Let’s talk about the second issue — Cash. Small businesses getting the money they need to get started is a complex issue that I will address in a variety of ways over the next several months. Today, let’s look at it from a big-picture standpoint.
Anyone who has started a business knows that finding money is both critical and difficult. For the business to be successful, access to capital is vital.
When Gallup CEO and Chairman Jim Clifton was in Pensacola years ago he brought up this point. Gallup’s research shows that for cities to be successful, a key question should be asked: Which companies have revenue generated outside of the local area that is then invested in the community, and which companies could grow if they had the capital to do so?
Clifton’s message is that cities tend to spend more time recruiting out of area investments than retaining businesses that are already providing a better quality of life for the community and employees – and could have the potential to get bigger.

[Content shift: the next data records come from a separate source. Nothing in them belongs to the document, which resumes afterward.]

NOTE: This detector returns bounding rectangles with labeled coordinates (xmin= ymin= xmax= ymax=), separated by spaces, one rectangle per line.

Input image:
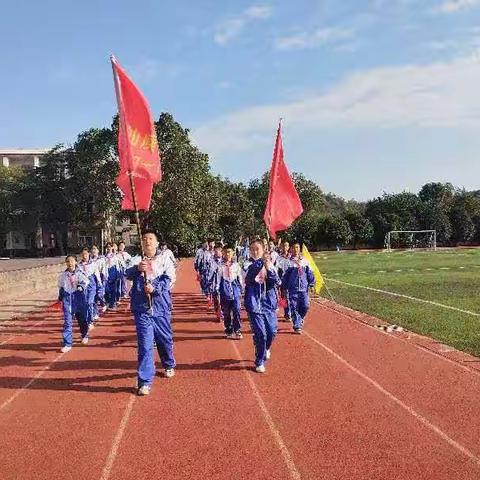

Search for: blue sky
xmin=0 ymin=0 xmax=480 ymax=200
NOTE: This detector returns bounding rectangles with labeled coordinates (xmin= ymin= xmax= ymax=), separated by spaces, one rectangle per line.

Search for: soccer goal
xmin=385 ymin=230 xmax=437 ymax=252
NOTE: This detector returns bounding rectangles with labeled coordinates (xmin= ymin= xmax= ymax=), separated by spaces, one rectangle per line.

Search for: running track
xmin=0 ymin=261 xmax=480 ymax=480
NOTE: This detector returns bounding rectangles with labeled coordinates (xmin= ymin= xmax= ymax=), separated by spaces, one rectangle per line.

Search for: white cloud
xmin=433 ymin=0 xmax=480 ymax=13
xmin=245 ymin=5 xmax=272 ymax=18
xmin=192 ymin=59 xmax=480 ymax=157
xmin=275 ymin=28 xmax=355 ymax=50
xmin=125 ymin=58 xmax=182 ymax=82
xmin=213 ymin=5 xmax=272 ymax=46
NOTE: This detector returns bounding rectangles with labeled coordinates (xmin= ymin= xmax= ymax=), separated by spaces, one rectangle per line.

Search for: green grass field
xmin=314 ymin=249 xmax=480 ymax=356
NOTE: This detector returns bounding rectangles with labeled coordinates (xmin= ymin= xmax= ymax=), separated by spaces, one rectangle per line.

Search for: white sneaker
xmin=137 ymin=385 xmax=150 ymax=397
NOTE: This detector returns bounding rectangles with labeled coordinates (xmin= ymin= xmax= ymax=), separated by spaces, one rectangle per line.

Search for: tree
xmin=0 ymin=165 xmax=25 ymax=234
xmin=345 ymin=203 xmax=373 ymax=248
xmin=65 ymin=128 xmax=120 ymax=235
xmin=318 ymin=215 xmax=353 ymax=247
xmin=21 ymin=145 xmax=73 ymax=255
xmin=144 ymin=113 xmax=220 ymax=254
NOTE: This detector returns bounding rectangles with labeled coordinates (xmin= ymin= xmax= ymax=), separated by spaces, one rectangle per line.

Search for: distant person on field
xmin=58 ymin=255 xmax=88 ymax=353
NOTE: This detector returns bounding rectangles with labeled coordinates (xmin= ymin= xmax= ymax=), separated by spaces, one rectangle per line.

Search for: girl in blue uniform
xmin=58 ymin=255 xmax=88 ymax=353
xmin=245 ymin=240 xmax=280 ymax=373
xmin=282 ymin=243 xmax=315 ymax=334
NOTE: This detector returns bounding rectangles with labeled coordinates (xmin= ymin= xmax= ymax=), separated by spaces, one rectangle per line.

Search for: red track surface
xmin=0 ymin=261 xmax=480 ymax=480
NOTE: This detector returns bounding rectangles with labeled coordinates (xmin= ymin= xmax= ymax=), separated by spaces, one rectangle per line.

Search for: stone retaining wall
xmin=0 ymin=263 xmax=65 ymax=303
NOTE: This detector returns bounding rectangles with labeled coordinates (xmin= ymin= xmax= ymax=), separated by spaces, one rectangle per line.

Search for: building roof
xmin=0 ymin=148 xmax=51 ymax=156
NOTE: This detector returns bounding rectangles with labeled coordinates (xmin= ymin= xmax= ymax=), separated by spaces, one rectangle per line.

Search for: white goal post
xmin=385 ymin=230 xmax=437 ymax=252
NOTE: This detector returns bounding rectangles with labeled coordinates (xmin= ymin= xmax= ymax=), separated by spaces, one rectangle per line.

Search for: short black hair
xmin=142 ymin=229 xmax=158 ymax=240
xmin=250 ymin=238 xmax=263 ymax=247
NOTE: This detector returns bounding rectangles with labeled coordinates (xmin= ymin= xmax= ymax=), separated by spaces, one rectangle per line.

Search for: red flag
xmin=263 ymin=123 xmax=303 ymax=239
xmin=111 ymin=56 xmax=162 ymax=210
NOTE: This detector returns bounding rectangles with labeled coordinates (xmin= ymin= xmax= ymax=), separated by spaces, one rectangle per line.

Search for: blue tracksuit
xmin=195 ymin=249 xmax=213 ymax=296
xmin=282 ymin=257 xmax=315 ymax=330
xmin=244 ymin=260 xmax=280 ymax=367
xmin=275 ymin=255 xmax=291 ymax=320
xmin=117 ymin=250 xmax=132 ymax=298
xmin=78 ymin=260 xmax=100 ymax=325
xmin=105 ymin=253 xmax=120 ymax=308
xmin=126 ymin=255 xmax=175 ymax=387
xmin=90 ymin=255 xmax=106 ymax=318
xmin=218 ymin=262 xmax=242 ymax=335
xmin=58 ymin=267 xmax=89 ymax=346
xmin=207 ymin=255 xmax=223 ymax=320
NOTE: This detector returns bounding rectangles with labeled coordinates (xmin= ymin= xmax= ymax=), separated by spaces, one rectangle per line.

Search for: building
xmin=0 ymin=148 xmax=51 ymax=255
xmin=0 ymin=148 xmax=50 ymax=170
xmin=0 ymin=148 xmax=138 ymax=257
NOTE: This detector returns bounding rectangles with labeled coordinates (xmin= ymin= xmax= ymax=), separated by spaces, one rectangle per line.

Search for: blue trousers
xmin=134 ymin=313 xmax=175 ymax=387
xmin=288 ymin=292 xmax=310 ymax=330
xmin=62 ymin=297 xmax=88 ymax=346
xmin=86 ymin=282 xmax=97 ymax=325
xmin=105 ymin=278 xmax=119 ymax=308
xmin=248 ymin=311 xmax=277 ymax=367
xmin=220 ymin=297 xmax=242 ymax=334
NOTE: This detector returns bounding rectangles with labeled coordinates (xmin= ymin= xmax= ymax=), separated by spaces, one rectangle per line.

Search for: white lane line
xmin=100 ymin=396 xmax=137 ymax=480
xmin=232 ymin=342 xmax=302 ymax=480
xmin=328 ymin=278 xmax=480 ymax=317
xmin=0 ymin=320 xmax=46 ymax=345
xmin=304 ymin=330 xmax=480 ymax=466
xmin=0 ymin=353 xmax=65 ymax=411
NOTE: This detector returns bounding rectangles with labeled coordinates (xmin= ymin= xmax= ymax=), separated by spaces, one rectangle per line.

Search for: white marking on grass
xmin=304 ymin=330 xmax=480 ymax=466
xmin=315 ymin=300 xmax=480 ymax=376
xmin=329 ymin=278 xmax=480 ymax=317
xmin=0 ymin=352 xmax=65 ymax=411
xmin=100 ymin=396 xmax=137 ymax=480
xmin=231 ymin=342 xmax=302 ymax=480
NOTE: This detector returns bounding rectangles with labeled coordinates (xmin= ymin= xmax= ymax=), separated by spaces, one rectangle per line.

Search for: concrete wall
xmin=0 ymin=263 xmax=65 ymax=303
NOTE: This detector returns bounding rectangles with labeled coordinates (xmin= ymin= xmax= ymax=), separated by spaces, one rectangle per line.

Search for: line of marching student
xmin=194 ymin=239 xmax=315 ymax=373
xmin=59 ymin=231 xmax=315 ymax=395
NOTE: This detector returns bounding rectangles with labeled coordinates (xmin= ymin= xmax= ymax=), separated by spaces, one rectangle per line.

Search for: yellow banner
xmin=302 ymin=244 xmax=325 ymax=295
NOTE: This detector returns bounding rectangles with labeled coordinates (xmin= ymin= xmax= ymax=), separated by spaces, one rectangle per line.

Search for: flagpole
xmin=110 ymin=55 xmax=152 ymax=309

So let’s say you’re a startup or a young company. What do you do to find capital? I get a chance to interact with enthusiastic people in this position often as either as a judge at various “idea pitch” competitions or from people who contact me directly. While many ideas have merit, it takes more than a good idea to start and grow a business.

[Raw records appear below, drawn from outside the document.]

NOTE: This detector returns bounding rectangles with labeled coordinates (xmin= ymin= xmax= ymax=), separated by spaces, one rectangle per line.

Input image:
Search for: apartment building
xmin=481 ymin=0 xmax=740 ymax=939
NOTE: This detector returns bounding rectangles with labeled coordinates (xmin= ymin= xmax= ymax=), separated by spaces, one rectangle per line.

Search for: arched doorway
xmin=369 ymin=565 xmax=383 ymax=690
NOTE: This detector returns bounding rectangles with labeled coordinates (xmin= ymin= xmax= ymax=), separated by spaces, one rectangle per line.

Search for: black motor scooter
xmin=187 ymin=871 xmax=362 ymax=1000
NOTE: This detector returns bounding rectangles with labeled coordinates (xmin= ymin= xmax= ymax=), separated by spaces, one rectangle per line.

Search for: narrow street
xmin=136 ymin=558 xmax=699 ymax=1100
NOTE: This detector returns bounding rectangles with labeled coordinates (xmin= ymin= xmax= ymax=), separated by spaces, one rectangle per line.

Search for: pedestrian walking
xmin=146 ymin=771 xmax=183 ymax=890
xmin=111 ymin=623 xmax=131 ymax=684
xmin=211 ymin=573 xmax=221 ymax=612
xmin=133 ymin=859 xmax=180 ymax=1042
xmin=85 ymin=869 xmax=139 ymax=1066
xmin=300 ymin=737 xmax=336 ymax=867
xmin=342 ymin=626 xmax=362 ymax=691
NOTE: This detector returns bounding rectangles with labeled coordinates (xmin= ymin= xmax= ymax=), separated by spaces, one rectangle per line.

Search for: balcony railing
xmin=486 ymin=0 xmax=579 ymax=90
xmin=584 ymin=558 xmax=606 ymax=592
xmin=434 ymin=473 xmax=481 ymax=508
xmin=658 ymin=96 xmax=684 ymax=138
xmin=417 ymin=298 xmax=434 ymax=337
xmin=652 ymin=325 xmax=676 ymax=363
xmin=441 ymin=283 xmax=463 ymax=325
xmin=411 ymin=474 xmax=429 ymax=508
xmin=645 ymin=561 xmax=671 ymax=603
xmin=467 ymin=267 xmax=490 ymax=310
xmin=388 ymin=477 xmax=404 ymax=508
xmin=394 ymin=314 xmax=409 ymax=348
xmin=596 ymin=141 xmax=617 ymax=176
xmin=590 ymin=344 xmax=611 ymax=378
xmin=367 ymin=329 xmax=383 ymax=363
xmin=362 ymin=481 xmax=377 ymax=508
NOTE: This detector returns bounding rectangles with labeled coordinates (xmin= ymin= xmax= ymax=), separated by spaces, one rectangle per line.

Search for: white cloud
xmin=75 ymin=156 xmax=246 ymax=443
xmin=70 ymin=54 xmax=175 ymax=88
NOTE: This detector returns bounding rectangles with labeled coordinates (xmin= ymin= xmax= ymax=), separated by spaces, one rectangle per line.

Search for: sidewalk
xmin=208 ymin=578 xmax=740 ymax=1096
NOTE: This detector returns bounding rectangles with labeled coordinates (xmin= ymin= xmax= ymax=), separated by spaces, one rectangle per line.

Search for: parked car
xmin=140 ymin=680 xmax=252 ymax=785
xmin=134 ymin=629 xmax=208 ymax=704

The process we followed for the Pensacola Business Challenge years ago fits a good mold.
Here are my tips for people looking for capital to start or grow their business:
— Get the advice and guidance to complete a business plan. The Small Business Development Center, as well as many online resources can be very helpful. Having a business plan will greatly increase the odds of getting need capital no matter whom the pitch is being made to. Websites such as LivePlan can help you craft and create a business plan with the information and numbers you need.
— Friends and relatives are still a common investor. Startups have a difficulty getting early funding, that’s just a fact of life. While not ideal, friends and relatives still are common investors or a loan provider. Clear understanding of how this arrangement and/or loan will work is critical for all. Another option entrepreneurs often use is to pursue a loan through a lending institution and have someone with solid finances guarantee the loan.

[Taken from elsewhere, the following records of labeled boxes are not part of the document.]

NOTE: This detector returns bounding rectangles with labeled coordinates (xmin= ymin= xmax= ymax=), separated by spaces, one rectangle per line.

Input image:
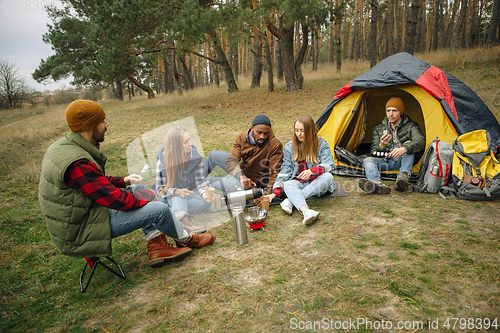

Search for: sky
xmin=0 ymin=0 xmax=71 ymax=91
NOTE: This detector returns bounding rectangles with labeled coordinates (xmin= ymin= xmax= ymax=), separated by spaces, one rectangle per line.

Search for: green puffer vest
xmin=38 ymin=132 xmax=111 ymax=258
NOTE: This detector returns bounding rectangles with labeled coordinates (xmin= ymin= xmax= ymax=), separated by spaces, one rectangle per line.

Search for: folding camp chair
xmin=80 ymin=257 xmax=125 ymax=293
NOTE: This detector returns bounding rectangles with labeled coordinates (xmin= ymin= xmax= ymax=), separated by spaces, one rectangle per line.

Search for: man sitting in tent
xmin=358 ymin=97 xmax=425 ymax=194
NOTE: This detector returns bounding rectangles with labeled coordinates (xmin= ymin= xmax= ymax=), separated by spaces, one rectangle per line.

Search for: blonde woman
xmin=271 ymin=115 xmax=336 ymax=225
xmin=155 ymin=127 xmax=211 ymax=233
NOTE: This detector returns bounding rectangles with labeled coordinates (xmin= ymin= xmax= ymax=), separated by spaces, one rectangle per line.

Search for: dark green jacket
xmin=370 ymin=114 xmax=425 ymax=154
xmin=38 ymin=132 xmax=111 ymax=257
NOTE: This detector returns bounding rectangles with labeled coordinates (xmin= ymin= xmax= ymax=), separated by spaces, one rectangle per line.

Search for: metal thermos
xmin=226 ymin=187 xmax=264 ymax=205
xmin=231 ymin=205 xmax=248 ymax=245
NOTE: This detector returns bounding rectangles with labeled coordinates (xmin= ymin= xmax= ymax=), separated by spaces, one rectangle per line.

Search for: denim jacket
xmin=273 ymin=137 xmax=336 ymax=192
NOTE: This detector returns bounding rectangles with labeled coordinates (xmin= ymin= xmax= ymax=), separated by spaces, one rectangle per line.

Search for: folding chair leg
xmin=80 ymin=257 xmax=126 ymax=293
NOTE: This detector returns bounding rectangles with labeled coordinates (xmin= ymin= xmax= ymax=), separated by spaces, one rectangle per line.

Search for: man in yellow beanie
xmin=38 ymin=100 xmax=215 ymax=266
xmin=358 ymin=97 xmax=425 ymax=194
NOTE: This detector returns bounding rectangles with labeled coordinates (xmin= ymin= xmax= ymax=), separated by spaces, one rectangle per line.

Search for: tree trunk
xmin=405 ymin=0 xmax=419 ymax=54
xmin=295 ymin=25 xmax=309 ymax=89
xmin=368 ymin=0 xmax=378 ymax=68
xmin=387 ymin=0 xmax=394 ymax=56
xmin=467 ymin=0 xmax=478 ymax=48
xmin=125 ymin=73 xmax=155 ymax=99
xmin=415 ymin=0 xmax=426 ymax=53
xmin=394 ymin=0 xmax=408 ymax=53
xmin=250 ymin=30 xmax=262 ymax=88
xmin=115 ymin=76 xmax=123 ymax=101
xmin=276 ymin=17 xmax=283 ymax=81
xmin=488 ymin=0 xmax=500 ymax=47
xmin=267 ymin=21 xmax=300 ymax=91
xmin=179 ymin=54 xmax=194 ymax=90
xmin=432 ymin=0 xmax=441 ymax=51
xmin=333 ymin=0 xmax=342 ymax=72
xmin=208 ymin=29 xmax=238 ymax=92
xmin=440 ymin=0 xmax=460 ymax=49
xmin=260 ymin=32 xmax=274 ymax=92
xmin=377 ymin=15 xmax=387 ymax=58
xmin=451 ymin=0 xmax=469 ymax=53
xmin=328 ymin=16 xmax=335 ymax=64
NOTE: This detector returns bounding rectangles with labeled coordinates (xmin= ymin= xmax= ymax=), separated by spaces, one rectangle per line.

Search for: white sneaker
xmin=302 ymin=209 xmax=319 ymax=225
xmin=280 ymin=198 xmax=293 ymax=215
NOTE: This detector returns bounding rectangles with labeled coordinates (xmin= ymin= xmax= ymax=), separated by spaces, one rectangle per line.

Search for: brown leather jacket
xmin=226 ymin=129 xmax=283 ymax=194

— Consider government programs such as Small Business Administration loans. The government has some fixed loan programs in which they partner with community banks to help boost the borrowing appetite for a startup company like the 504 and 7a loan programs. We have people and organizations here locally that can help, including Florida First Capital Finance Corporation, which can help navigate that process.
— Startups are unlikely to get help from venture capital. Venture capital companies are investing other people’s money that they have raised based on an anticipated return. For these companies to raise more capital from investors, past success is a must. So unless the person starting a new company has a decorated business track record, venture capital is rarely for startup or very young companies.
If your company can attract attention from a venture capital firm, they will be looking at several factors: ownership, the company’s performance, and the teachability of the top leader. Before they decide to invest, venture firms will need to see how money will be used and what outcomes are expected. Be ready to open all the books. With any investment will come operational oversight, including board seats controlled by the venture firm.
— Be ready to put up personal guarantees. I have heard many people share how they are sure the company will be successful. Yet when asked to pledge personal assets, they say no. This is a red flag to investors.
I have great respect for anyone who starts a business and or runs a company. While it can appear fun on the outside, it is a great challenge. It takes resilience, smarts and risks.
Let's be thankful for these individuals. They are the backbone of America and our community.